Transpiring mostly in the past, Pearl’s story takes a back seat to Winnie’s revelations. Opening up to her daughter with a complete exposé, Winnie brings pre-World War II China alive. Pealing the years back, Pearl realizes that her mother’s seeming passivity is a mask that disguises long withheld rage and sorrow. Following a story of childhood abandonment, arranged marriage, abuse, war, miscarriages, loss, and more, The Kitchen God’s Wife unveils the hopeless, good wife and her ultimate willingness to do anything, regardless of the laws of culture and religion, to escape a devolving thankless life.
Winnie’s prose is heartfelt and her voice, finally revealing all to Pearl, comes at us as though she is sitting across the table, nursing a mug of tea, unfurling the complicated threads of her life. The mother whom Pearl has always seen as being cranky and stereotypically foreign, instead reveals a vast oasis of longing, thwarted wishes, and determination.
In this, Tan’s second novel, the mother-daughter relationship is the bond which holds the revelation together, yet the story itself is one mainly of marriage, cultural oppression, and perception. Never falling prey to heavy-handedness, however, the tale is ultimately one of life – a brutal life, yet still a life. Flowing from a somewhat happy and indulged childhood the story covers the twists and turns of living and the fatal events and decisions, seemingly so small, that mold a person.

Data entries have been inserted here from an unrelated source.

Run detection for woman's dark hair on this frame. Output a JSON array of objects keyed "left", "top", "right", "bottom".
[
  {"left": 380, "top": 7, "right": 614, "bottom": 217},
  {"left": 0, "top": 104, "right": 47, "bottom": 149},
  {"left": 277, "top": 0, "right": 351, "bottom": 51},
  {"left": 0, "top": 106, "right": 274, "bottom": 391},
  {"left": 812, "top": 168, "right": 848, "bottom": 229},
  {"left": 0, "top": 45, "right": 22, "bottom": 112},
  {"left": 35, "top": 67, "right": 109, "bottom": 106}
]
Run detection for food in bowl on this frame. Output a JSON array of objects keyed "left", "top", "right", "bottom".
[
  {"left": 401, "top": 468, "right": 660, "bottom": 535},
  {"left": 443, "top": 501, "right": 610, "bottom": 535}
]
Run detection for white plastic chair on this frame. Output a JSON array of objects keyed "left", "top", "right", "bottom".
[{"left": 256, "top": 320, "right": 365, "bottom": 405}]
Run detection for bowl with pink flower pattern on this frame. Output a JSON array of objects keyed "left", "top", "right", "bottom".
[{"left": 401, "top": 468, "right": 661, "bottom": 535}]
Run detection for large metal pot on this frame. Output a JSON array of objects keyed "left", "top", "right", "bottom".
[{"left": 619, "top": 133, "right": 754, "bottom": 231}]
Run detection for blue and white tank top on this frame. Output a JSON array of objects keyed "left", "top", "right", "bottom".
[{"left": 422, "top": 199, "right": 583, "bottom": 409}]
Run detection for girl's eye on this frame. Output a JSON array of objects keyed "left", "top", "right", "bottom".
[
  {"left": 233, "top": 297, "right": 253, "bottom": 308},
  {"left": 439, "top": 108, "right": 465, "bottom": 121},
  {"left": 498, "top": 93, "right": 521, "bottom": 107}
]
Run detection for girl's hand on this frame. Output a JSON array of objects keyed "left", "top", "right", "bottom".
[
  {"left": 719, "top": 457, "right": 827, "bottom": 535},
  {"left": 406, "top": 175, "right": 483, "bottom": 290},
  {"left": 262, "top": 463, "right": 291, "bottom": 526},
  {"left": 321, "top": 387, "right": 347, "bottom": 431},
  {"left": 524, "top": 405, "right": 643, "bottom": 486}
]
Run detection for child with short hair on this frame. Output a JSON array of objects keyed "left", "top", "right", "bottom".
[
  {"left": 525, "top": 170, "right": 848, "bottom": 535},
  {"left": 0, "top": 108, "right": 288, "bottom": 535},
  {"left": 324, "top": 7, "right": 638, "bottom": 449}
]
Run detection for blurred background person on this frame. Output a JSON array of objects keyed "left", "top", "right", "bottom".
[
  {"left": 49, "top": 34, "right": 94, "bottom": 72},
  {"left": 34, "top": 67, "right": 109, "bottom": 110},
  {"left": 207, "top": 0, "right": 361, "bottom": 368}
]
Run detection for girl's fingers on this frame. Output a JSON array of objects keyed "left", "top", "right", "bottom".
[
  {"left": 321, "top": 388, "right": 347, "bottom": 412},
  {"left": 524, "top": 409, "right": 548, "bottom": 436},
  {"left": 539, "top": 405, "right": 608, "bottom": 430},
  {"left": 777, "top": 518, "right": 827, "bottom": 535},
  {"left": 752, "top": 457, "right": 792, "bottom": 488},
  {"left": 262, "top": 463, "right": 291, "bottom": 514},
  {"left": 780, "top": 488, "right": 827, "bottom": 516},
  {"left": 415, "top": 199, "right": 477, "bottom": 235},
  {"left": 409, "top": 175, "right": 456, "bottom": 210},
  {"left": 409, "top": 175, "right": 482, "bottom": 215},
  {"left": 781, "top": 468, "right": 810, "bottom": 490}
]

Along the way the desires and assumptions of youth are shattered by the brutality of Winnie’s circumstances and the worsening world around her.
Winnie’s heartbreaking marriage explores issues such as mentally unstable spouses, selfishness, greed, oppression, and of course, the patriarchal nature of contemporary Chinese culture which turned a blind eye to a disturbed man and allowed him to destroy the women whom his life touched.
Winnie’s daily routine with a treacherous, cheating husband creates a need for hard decisions and depressing situations yet, strangely, there is a resilience that runs throughout this disastrous tale and a certain solidness which prevents the narrative from becoming too overwhelming for readers. In the conclusion, sadness comingled with the indefatigable spirit of a strong woman, haunted by her own decisions, paints a portrait of a life lived that while far from perfect is none-the-less stunning and ultimately, admirable in a bittersweet sort of way. Along for the ride, readers are catapulted into heart-rending situations and desperate circumstances, all the while presented with the ever repeating “what would you do” and “what would you own up to” mantra that haunts the characters of this fractured, realistic world. Sure to haunt and inspire in equal portions, The Kitchen God’s Wife is a complicated story of the ties that bind and a woman who broke them and then hid her own cultural treachery. In equal parts we are disappointed and amazed by Winnie and her struggles which grab hold of readers and demand full attention and a complete surrendering of our hearts and imagination to the beautiful, broken thing that is survival. Highly recommended.
*A Note on Edition* I experienced The Kitchen God’s Wife via the unabridged Audio CD as read by Gwendoline Yeo. Yeo’s reading style captures the emotions and intentions of the characters, helping the vivid text to fully capture this extraordinary, every-day world of hardships, survival, and scars. The audio addition is an excellent way to approach this book and furthers the sense of verbal storytelling which is so strong in Tan’s works.